Ik staar naar mijn thee die nog te heet is om te drinken. Voor mij in ieder geval. Hoe Sarah dat doet, mag Joost weten. ‘Waarschijnlijk is het niets.’

‘Kom op, vertel.’ Sarah trekt het koekblik open dat op de tafel ligt en duwt me een koekje bedekt met chocolade onder de neus. Ik neem het dankbaar aan en neem een hap.

‘Lorenzo is de laatste dagen wat afwezig. En vanochtend zei hij dat hij binnenkort een paar dagen weg moet, maar hij kon niet zeggen waarheen.’

Sarah steekt haar hand op om me te onderbreken. ‘Hier moet je denk ik niet te veel over nadenken al helemaal niet door gaan vragen. Het zal met het werk te maken hebben en geloof me, daar wil je helemaal niets van weten.’ Haar gezicht krijgt een trieste uitdrukking. Gedachteloos neemt ze een hap van het koekje.

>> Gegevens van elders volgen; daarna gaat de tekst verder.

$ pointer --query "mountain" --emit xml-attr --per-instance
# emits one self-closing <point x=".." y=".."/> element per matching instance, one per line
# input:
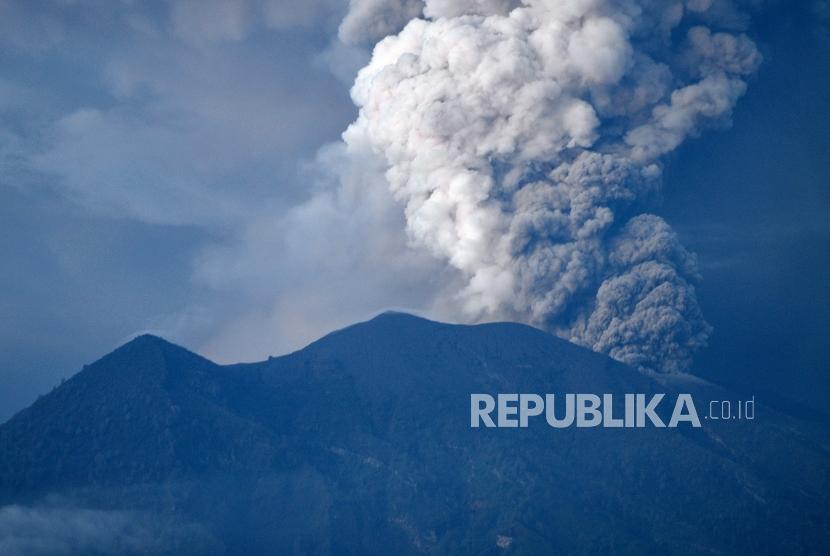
<point x="361" y="444"/>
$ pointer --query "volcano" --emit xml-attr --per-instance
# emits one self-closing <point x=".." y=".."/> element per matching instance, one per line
<point x="361" y="443"/>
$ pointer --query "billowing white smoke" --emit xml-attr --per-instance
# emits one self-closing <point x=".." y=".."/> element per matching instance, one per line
<point x="521" y="137"/>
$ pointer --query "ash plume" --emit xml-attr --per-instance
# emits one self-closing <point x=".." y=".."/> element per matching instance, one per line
<point x="524" y="140"/>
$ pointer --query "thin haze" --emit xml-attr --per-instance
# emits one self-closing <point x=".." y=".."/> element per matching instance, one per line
<point x="243" y="176"/>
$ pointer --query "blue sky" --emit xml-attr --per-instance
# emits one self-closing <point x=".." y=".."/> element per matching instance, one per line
<point x="150" y="153"/>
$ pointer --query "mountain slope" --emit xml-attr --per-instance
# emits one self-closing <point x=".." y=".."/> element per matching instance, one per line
<point x="362" y="440"/>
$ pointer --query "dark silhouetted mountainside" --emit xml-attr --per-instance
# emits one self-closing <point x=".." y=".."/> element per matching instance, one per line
<point x="361" y="443"/>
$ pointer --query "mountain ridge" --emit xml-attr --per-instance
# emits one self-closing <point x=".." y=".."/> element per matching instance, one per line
<point x="362" y="439"/>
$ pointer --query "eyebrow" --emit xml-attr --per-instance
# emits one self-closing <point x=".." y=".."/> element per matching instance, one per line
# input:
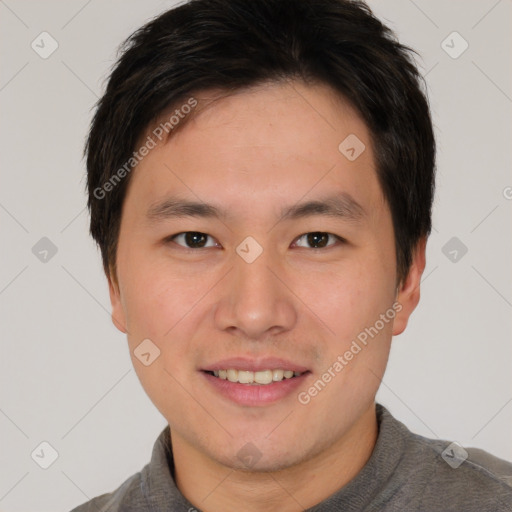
<point x="341" y="206"/>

‘Daar heb je gelijk in. Ik wil dat ook niet weten. Maar ik ben zo bang dat het met John te maken heeft.’ Mijn vingers spelen met het volle glas. Bijna glipt het omver. Ik kan het nog net tegenhouden. Een hete drup water spat over de rand, precies op de knokkel van mijn duim. Ik steek het brandende plekje in mijn mond ter verlichting.

‘John?’

Ik buig iets naar voren over de tafel. ‘Het komt door iets wat Lorenzo een tijdje geleden zei. Hij zei dat hij John zou vermoorden.’ Ik fluister de woorden over de tafel. ‘En Antonio maakte een tijdje geleden ook een opmerking over dat hij me wel kon helpen om mijn probleem met John op te lossen.’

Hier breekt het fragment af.